Черт, но раскаяние может быть глубоким. Однако с этим ничего нельзя было поделать, и поэтому он сложил его и оставил внутри себя. Если бы он прожил свою жизнь только с этим одним большим сожалением, он бы считал себя счастливчиком. Вальс подошел к концу. И если его рука держала ее руку слишком крепко, когда он провожал ее обратно к матери, что ж, были и худшие способы извиниться.
- Леди Элейн, - начал он говорить, а потом не смог найти способ закончить предложение. Он слегка поклонился ей и медленно отпустил ее руку.
- Лорд Уэстфелд.
Она повернулась, чтобы уйти, а затем остановилась, ее взгляд метнулся к фигурам перед ними.
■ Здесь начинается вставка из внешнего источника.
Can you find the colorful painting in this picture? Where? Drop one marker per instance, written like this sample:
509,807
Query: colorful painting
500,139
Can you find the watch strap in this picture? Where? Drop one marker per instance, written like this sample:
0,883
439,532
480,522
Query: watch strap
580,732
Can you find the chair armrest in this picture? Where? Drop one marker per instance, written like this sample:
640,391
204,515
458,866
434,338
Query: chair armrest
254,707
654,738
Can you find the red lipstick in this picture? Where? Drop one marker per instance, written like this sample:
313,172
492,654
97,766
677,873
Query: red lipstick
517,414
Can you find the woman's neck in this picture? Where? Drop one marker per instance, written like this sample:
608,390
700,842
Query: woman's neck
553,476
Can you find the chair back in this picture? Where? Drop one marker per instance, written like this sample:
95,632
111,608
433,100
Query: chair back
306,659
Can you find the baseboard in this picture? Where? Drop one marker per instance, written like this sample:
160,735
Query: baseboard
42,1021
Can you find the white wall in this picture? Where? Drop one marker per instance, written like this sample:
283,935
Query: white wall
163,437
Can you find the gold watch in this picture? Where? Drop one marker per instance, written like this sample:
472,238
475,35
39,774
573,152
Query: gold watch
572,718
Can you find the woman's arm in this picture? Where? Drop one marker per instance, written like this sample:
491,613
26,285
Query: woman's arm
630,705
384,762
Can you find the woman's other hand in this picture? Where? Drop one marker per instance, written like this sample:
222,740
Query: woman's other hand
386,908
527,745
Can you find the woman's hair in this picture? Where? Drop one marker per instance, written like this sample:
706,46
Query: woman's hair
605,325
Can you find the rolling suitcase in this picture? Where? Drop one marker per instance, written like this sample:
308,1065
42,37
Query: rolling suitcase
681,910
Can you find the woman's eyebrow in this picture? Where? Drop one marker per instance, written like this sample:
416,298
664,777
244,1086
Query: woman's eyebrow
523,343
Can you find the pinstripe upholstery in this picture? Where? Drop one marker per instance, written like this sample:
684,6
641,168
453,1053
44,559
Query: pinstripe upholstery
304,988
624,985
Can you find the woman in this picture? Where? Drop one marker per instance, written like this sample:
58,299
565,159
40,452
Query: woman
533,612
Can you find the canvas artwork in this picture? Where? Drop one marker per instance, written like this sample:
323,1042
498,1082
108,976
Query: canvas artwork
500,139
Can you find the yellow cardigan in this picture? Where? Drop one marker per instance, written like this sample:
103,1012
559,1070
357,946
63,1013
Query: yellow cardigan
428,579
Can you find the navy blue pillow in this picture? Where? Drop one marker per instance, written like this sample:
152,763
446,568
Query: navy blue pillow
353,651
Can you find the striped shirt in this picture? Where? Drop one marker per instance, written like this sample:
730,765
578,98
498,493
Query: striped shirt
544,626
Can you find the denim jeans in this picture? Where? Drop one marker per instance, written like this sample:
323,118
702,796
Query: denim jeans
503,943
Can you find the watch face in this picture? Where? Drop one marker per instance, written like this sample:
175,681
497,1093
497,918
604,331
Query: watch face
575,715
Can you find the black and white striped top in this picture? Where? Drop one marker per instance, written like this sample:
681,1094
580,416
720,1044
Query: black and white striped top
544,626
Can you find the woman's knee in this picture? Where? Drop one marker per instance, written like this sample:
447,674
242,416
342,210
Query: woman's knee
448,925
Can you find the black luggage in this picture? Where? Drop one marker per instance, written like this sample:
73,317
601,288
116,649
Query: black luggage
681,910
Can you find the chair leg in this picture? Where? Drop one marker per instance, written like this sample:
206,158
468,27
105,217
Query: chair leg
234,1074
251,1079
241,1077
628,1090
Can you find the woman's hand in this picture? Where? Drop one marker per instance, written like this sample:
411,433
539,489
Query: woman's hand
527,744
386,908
Диана села в кресло рядом с леди Стокхерст. Эти двое, казалось, были увлечены серьезным разговором. Пока Эван наблюдал, Диана наклонилась вперед и положила руку на плечо леди Стокхерст.
Рядом с ним у Элейн перехватило дыхание.
Леди Стокхерст подняла глаза. Ее глаза заблестели, когда она увидела свою дочь, и она сделала приглашающее движение. Элейн кралась вперед, каждый шаг был медленнее предыдущего. Поверх ее плеча Диана поймала взгляд Эвана и одарила его медленной, опасной улыбкой.
Нет. Только не это.
- Элейн, - сказала леди Стокхерст, - я только что разговаривала с леди Косгроув.
Нет, нет.
Леди Стокхерст провела рукой по волосам, и гладкая светлая прядь выбилась на свободу.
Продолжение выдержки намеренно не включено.